Facciamo il giro della piazza – larghissima e disadorna – dove troneggia la chiesa; e Vito dice: “Prima che venisse costruita questa chiesa, i padri missionari venivano nella zona per svolgere il loro apostolato. Allora la Messa era celebrata nelle case private: si faceva largo all’altare e si assisteva al rito. Nel 1958 fu monsignor Guglielmo Motolese, arcivescovo di Taranto, a benedire il nuovo piccolo tempio della Madonna della Consolata in fondo a via Papa Dpmenico.
Imbocchiamo un altro tratturo: un contadino è a bordo del trattore che rompe i timpani, smorzando il canto del gallo e il belato delle pecore, ma anche l’abbaio del cane. Sulla colonna di un cancello un gatto se ne sta quieto e sembra una scultura. Neppure qui cantano più le cicale né stridono i grilli né si vedono più le farfalle posarsi sui fiori. “Una volta raccoglievamo le lumache sulle festuche e sul finocchietto, di cui godevamo il profumo”, commenta Vito, che ha le giornate quasi sempre piene: accompagna Angela al mercato, partecipa, sempre con la moglie, ai compleanni, ai matrimoni, ai funerali. Angela e Vito Argese sono noti a mezza Martina. Anche a Lodi ho incontrato un poliziotto martinese che ha frequentato la stessa scuola di Antonella.
Quante cose apprendo in questo brevissimo viaggio per la campagna di Martina. “Vito come passi le serate invernali nella tua casa in paese, vicino alla chiesa di San Francesco?”. “Di fronte al camino abbiamo la televisione e quindi vediamo ‘I fatti vostri’ o qualche film. A volte viene una coppia di amici e facciamo partite allo scopone. In campagna vengo quasi ogni giorno per dare da mangiare ai gatti. Scappata e fuga”. E’ affezionato agli animali. Nella stalla dell’azienda agricola muggivano cinque o sei mucche e starnazzavano le galline e da qualche parte sbucavano le orecchie lunghe di un coniglio che Vito ogni tanto riusciva a prendere il braccio. Angela teneva le redini del piccolo complesso con rigore e passione.

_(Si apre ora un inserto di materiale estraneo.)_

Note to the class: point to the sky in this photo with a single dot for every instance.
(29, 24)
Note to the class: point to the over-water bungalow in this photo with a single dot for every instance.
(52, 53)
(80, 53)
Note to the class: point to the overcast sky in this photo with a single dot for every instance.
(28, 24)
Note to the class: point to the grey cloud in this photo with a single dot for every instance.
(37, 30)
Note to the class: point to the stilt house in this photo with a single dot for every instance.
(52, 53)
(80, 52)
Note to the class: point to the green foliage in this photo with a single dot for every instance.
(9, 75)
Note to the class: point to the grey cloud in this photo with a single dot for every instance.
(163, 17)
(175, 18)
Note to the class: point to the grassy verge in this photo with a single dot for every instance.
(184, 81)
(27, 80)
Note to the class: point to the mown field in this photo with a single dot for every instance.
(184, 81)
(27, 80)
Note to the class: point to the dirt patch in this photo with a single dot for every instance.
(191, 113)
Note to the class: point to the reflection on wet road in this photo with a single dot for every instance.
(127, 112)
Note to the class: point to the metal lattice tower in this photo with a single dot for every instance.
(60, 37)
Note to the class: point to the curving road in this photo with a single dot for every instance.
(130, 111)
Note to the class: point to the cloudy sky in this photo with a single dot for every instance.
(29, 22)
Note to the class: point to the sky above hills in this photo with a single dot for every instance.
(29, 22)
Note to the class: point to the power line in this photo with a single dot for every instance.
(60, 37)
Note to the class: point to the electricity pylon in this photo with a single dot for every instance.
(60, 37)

Per scherzare dico che Angela è una marescialla dei carabinieri e mi chiedo come mai con il passare degli anni non sia stata promossa al grado superiore. Ha un bel sorriso comunicativo, che dimostra sincerità e fiducia, ma all’occorrenza le si accendono gli occhi dietro gli occhiali ed esprime una garbata severità. La stessa severità con cui ha allevato le figlie. E’ una donna d’altri tempi, di quelle in cui ci si scaldava con il braciere e i panni d’inverno si asciugavano stesi sus“’u mòneche”. Angela è ancora bella, a dispetto dell’età. Ma non ha le idee dei tempi che furono.

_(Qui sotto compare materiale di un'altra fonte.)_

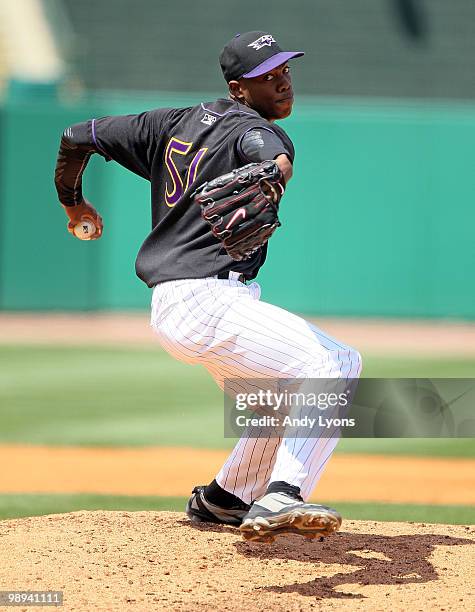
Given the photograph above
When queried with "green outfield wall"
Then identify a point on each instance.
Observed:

Quei tempi Vito li racconta pilotando l’auto su tratturi in salita, qui in terra battuta, lì asfaltati, più avanti in salita, poi in discesa, all’ombra di un bosco, fiancheggiando un meleto, una vigna prossima al parto. Io ricordo altre vendemmie, sul Chiancaro, nella terra dello zio prete. Con gli zii e i cugini tagliavamo i grappoli con il coltello, riempivamo un cesto, lo mettevamo sulle spalle e lo riversavamo nel palmento. Un contadino pensava a pestare l’uva con i piedi nudi. Erano giorni di gioia, anche se non facevamo la festa sull’aia (che tra l’altro non c’era), come tantissimi altri, con suoni e balli e bevute.
“Vito, questa è la mia unica esperienza, non contando quella a San Severo, nella mezza versura di mio zio Luigi, che finì quasi prima di cominciare per un taglio alla mano”. Vito sorride. Io tiro giù il finestrino per scattare una foto: la giornata va immortalata. Siamo nuovamente in contrada Papa Domenico, nota anche con il nome di Recchione da una masseria che sopravvive con tutta la sua vitalità. Ma Vito dirige l’auto verso il suo cortile. E lì ci aspetta l’ospitalità della famiglia. In casa Argese c’è sempre un piatto per gli amici. Angela ha già messo in tavola; su un tavolinetto a parte campeggia la policromia dei fichid’india e grappoli d’uva. Sono soddisfatto: ho trascorso ore con un uomo alto e robusto con il cuore ch ancora batte per la terra.